The Math: Few-Shot Setup and Emergent Reasoning
This paper is fundamentally empirical rather than mathematical — it discovers a phenomenon through experiments, not through deriving new equations. However, we should formalize the setup and understand what’s being measured.
Prerequisites: Cross-Entropy Loss
Few-Shot Prompting Formally
A language model is a function that predicts the next token given a sequence of previous tokens:
$$P(y_t | y_1, y_2, \ldots, y_{t-1}) = \text{softmax}(\text{logits}_t)$$
In few-shot prompting, we condition the model on a context window containing examples:
$$P(y_{\text{test}} | \text{context}) = \prod_{t=1}^{n} P(y_t | y_1, \ldots, y_{t-1}, \text{context})$$
where the context is structured as:
Standard Prompting (Question-Answer):
context = [example_1_question, example_1_answer,
example_2_question, example_2_answer,
...,
test_question]
Chain-of-Thought Prompting (Question-Reasoning-Answer):
context = [example_1_question, example_1_reasoning, example_1_answer,
example_2_question, example_2_reasoning, example_2_answer,
...,
test_question]
The reasoning chain r is a sequence of intermediate tokens that explicitly decompose the problem:
$$r = [r_1, r_2, \ldots, r_m]$$
where each r_i is a token or phrase explaining a substep.
Why Does CoT Help? The Constraint Hypothesis
Without CoT, the model learns: $$P(y | x) = \text{probability distribution over final answers directly from question}$$
With CoT, the model learns: $$P(y | x) = \sum_r P(r | x) \cdot P(y | r, x)$$
By decomposing through reasoning, the model:
- Generates reasoning that’s consistent with the question (high P(r | x))
- Generates an answer that’s consistent with the reasoning (high P(y | r, x))
This two-step decomposition reduces the problem of predicting a complex answer into two simpler subproblems.
Intuitively: it’s easier to first decide what steps to take, then what number follows from those steps, than to directly predict the number from the question.

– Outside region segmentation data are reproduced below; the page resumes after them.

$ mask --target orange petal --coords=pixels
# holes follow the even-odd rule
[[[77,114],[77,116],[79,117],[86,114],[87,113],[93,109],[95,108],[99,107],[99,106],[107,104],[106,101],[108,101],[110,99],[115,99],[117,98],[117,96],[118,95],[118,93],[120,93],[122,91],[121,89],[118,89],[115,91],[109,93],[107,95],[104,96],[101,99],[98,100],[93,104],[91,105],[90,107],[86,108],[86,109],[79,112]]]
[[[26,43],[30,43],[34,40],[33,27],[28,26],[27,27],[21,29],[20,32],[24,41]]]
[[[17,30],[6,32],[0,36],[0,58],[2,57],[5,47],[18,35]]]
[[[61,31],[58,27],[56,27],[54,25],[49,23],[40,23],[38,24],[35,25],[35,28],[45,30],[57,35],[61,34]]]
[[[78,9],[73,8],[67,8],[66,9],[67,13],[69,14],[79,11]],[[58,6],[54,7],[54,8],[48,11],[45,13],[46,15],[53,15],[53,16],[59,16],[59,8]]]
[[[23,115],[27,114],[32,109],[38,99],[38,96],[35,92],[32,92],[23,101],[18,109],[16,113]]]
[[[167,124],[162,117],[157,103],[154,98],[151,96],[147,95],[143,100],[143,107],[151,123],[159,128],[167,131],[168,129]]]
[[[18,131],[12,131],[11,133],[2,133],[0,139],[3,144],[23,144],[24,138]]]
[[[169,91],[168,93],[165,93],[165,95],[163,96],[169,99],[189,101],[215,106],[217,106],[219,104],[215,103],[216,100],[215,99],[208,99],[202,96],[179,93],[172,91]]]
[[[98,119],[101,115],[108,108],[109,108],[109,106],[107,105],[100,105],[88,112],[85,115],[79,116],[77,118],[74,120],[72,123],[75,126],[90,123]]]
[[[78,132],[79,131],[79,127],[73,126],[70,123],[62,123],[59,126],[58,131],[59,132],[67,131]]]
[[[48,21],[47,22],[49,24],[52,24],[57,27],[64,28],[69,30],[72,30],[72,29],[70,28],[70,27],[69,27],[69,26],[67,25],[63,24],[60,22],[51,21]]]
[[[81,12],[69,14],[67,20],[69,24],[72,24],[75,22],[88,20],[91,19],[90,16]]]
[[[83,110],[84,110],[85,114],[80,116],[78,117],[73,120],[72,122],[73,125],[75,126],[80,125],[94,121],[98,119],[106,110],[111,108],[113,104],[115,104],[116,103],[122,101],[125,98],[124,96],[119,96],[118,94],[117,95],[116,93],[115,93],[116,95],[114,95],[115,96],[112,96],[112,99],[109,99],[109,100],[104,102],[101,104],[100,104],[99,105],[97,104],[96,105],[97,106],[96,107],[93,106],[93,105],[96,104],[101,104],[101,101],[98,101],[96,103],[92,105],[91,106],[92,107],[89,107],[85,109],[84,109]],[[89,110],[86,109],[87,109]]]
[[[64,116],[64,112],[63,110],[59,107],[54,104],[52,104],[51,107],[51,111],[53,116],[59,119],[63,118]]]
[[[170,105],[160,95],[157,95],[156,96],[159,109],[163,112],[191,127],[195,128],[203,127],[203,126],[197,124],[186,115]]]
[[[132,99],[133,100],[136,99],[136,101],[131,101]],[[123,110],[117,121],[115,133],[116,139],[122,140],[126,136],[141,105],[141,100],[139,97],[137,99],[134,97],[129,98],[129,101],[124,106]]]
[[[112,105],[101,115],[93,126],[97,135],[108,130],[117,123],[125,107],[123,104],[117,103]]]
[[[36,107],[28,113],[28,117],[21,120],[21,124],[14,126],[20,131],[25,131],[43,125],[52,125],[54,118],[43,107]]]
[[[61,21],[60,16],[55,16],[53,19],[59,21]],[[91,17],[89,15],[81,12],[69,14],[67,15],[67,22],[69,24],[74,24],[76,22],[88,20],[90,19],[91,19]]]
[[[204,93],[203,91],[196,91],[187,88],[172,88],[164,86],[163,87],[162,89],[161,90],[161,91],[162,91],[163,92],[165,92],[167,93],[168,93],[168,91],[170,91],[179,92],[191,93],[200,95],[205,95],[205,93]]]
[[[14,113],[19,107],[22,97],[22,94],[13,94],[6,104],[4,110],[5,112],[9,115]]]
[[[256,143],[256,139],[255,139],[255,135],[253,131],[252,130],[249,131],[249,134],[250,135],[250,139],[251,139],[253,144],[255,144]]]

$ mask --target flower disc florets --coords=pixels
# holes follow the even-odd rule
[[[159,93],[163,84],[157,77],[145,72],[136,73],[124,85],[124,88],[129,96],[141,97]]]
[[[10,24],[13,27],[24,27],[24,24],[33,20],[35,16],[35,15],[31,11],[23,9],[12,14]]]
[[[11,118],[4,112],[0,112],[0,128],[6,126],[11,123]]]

Accuracy as a Function of Model Size
The paper tests on models of increasing scale: 8B, 62B, 300B, 540B parameters.
Define:
- $A_{\text{standard}}(m)$ = accuracy with standard prompting on model size m
- $A_{\text{CoT}}(m)$ = accuracy with chain-of-thought prompting on model size m
- $\Delta A(m) = A_{\text{CoT}}(m) - A_{\text{standard}}(m)$ = improvement from CoT
Empirical Results (on GSM8K benchmark):
| Model Size | Standard | CoT | Improvement |
|---|---|---|---|
| 8B | 5% | 6% | +1% |
| 62B | 13% | 15% | +2% |
| 300B | 25% | 35% | +10% |
| 540B | 25% | 58% | +33% |
The key observation:
$$\lim_{m \to \infty} \Delta A(m) \gg \Delta A(m_0)$$
for small $m_0$.
In other words, as model size increases, the benefit of CoT accelerates. This is an emergent capability: the gap widens with scale.
Worked Example: Computing Accuracy
Let’s say we run CoT prompting on the GSM8K dataset:
- Total problems: 1000
- Problems solved correctly with CoT: 580
- Problems solved correctly with standard: 250
Accuracy with standard: $$A_{\text{standard}} = \frac{250}{1000} = 0.25 = 25%$$
Accuracy with CoT: $$A_{\text{CoT}} = \frac{580}{1000} = 0.58 = 58%$$
Improvement: $$\Delta A = 58% - 25% = 33%$$
Relative improvement: $$\text{Relative Improvement} = \frac{\Delta A}{A_{\text{standard}}} = \frac{33}{25} = 1.32 = 132%$$
This means CoT more than doubles the accuracy — a 132% relative improvement.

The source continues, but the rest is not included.